Afghan President urges clerics to help halt attacks
Afghan President Ashraf Ghani on Sunday called for Muslim clerics and tribal elders to help stem a surge in deadly insurgent attacks that have rocked the country as US-led troops end their war against the Taliban.
Kabul: Afghan President Ashraf Ghani on Sunday called for Muslim clerics and tribal elders to help stem a surge in deadly insurgent attacks that have rocked the country as US-led troops end their war against the Taliban.
Afghanistan has been hit by weeks of regular attacks, with at least 12 suicide bombs in Kabul alone in the last month.
On Saturday, a suicide blast wrecked an Afghan military bus in the city, killing seven soldiers, while a senior Supreme Court official was assassinated and 12 mine clearance workers were gunned down in the south.
The recent violence has heightened fears that Afghanistan could tip into further turmoil next year when just 12,500 NATO troops will remain in the country.
They will train the national army and police, rather than fight the Taliban.
"These attacks are no longer acceptable. They are not Islamic, they are not humane," Ghani told a gathering to mark United Nations` human rights day, which was last week.
"Our society should raise our voice against it, I specially ask the Ulema (Muslim clerics) and tribal leaders and civil society members to speak out saying that it is not acceptable," he said, his voice rising in anger.

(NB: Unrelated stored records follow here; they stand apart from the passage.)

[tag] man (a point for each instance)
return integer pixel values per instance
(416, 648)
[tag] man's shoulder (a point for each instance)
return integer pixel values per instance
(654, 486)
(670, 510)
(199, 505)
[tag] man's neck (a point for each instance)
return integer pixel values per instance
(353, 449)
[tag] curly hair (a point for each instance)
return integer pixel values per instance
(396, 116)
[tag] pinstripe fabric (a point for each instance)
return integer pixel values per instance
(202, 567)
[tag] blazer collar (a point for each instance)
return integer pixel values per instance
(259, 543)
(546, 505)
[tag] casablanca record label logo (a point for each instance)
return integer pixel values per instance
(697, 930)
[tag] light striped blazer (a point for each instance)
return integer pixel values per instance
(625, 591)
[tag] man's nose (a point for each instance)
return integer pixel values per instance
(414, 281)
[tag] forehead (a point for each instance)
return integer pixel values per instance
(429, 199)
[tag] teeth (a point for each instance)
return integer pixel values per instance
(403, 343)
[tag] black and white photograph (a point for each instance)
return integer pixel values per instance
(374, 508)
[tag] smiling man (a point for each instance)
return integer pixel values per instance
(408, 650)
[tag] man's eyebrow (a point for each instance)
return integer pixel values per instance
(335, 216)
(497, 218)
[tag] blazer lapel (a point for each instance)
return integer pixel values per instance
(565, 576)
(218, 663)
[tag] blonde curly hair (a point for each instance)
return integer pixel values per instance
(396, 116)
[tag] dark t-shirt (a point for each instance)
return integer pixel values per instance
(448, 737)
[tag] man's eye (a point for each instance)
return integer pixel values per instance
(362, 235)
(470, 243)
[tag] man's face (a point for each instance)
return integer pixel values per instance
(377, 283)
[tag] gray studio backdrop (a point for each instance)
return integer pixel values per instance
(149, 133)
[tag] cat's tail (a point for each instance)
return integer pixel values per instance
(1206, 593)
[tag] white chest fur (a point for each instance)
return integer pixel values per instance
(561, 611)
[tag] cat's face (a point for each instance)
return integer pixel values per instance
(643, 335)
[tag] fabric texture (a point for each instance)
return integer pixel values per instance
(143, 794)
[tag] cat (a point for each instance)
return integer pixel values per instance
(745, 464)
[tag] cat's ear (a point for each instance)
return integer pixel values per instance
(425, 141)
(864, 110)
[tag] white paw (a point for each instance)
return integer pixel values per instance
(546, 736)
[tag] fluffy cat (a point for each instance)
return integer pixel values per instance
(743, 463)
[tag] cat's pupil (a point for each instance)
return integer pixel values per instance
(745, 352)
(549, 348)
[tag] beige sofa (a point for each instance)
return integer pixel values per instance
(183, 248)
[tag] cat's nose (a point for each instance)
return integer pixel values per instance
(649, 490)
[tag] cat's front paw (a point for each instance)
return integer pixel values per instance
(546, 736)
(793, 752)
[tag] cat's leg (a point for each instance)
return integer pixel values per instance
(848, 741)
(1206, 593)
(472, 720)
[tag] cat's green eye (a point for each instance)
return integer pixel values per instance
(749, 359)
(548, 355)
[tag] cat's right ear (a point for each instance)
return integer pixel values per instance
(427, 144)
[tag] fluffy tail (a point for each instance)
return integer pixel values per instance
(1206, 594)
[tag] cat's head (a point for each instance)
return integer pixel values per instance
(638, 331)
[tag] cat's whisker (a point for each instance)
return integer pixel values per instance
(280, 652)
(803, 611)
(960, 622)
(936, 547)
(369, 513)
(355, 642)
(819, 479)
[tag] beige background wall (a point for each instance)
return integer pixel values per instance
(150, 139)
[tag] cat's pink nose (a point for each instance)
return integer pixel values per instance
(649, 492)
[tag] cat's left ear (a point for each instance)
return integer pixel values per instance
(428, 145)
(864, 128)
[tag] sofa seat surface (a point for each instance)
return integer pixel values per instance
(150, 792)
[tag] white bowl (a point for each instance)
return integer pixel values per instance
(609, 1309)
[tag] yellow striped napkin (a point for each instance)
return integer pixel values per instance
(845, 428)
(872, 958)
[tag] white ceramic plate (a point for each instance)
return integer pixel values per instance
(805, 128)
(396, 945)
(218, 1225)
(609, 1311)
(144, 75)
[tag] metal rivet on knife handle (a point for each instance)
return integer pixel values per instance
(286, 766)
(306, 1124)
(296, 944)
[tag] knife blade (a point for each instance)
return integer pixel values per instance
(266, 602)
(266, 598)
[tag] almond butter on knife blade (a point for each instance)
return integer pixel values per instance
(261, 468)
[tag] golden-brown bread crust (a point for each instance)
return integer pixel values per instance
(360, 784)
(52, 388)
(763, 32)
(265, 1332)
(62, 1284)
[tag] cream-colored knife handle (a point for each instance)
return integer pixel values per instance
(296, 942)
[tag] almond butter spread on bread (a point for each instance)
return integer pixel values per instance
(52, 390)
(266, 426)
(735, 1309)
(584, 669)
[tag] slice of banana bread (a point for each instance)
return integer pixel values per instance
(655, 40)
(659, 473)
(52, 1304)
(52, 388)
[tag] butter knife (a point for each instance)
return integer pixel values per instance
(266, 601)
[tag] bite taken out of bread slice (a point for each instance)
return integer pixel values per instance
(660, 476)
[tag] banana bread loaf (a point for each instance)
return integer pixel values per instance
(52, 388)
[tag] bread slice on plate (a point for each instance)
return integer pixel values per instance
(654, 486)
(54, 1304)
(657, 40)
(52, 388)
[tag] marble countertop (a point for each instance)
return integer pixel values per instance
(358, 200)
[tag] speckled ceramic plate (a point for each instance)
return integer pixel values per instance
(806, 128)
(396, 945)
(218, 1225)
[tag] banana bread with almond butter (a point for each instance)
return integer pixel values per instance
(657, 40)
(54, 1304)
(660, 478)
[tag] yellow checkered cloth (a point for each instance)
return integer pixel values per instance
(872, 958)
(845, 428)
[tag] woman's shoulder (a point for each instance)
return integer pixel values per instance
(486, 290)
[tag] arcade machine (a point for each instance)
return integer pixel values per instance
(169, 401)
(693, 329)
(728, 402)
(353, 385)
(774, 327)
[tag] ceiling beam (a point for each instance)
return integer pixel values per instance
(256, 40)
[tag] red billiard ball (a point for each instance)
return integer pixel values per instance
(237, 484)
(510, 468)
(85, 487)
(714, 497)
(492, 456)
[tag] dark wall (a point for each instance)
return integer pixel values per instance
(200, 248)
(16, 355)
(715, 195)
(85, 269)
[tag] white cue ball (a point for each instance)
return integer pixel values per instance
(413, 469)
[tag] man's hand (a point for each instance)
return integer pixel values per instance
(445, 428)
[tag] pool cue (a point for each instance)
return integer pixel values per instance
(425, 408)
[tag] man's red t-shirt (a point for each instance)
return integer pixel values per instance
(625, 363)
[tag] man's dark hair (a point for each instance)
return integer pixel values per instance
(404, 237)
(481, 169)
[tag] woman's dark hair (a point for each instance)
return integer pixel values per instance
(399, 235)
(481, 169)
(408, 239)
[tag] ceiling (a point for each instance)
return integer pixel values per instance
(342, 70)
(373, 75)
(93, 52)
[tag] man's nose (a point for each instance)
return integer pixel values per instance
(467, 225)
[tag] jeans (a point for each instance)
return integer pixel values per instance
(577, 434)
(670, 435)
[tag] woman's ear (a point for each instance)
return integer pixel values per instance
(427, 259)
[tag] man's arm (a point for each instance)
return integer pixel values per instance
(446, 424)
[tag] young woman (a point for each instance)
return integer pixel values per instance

Many of the attacks in the last six weeks have targeted NATO and Afghan military convoys, foreign compounds and government facilities, but civilians make up many of the casualties.
On Thursday, a teenaged Taliban suicide bomber blew himself up among the audience attending a performance at a French cultural centre in Kabul, killing one German national and wounding 15 others.
The play, entitled "Heartbeat: the silence after the explosion", was a condemnation of suicide attacks.
Last month, around 50 people were killed and 60 others wounded when a suicide blast ripped through crowds gathered to watch a volleyball game in Paktika province in the east.
"What was the sin of our children in Yayakhil of Paktika? They were only playing volleyball. Here society must loudly say `it is enough`. It is not acceptable anymore," Ghani said.
"Afghanistan has been around for 5,000 years and it will be here another 5,000 years, nobody can break us apart."
The latest bout of violence comes ahead of the official end of NATO`s combat mission on December 31 after 13 years of fighting that has failed to thwart the Islamist insurgency.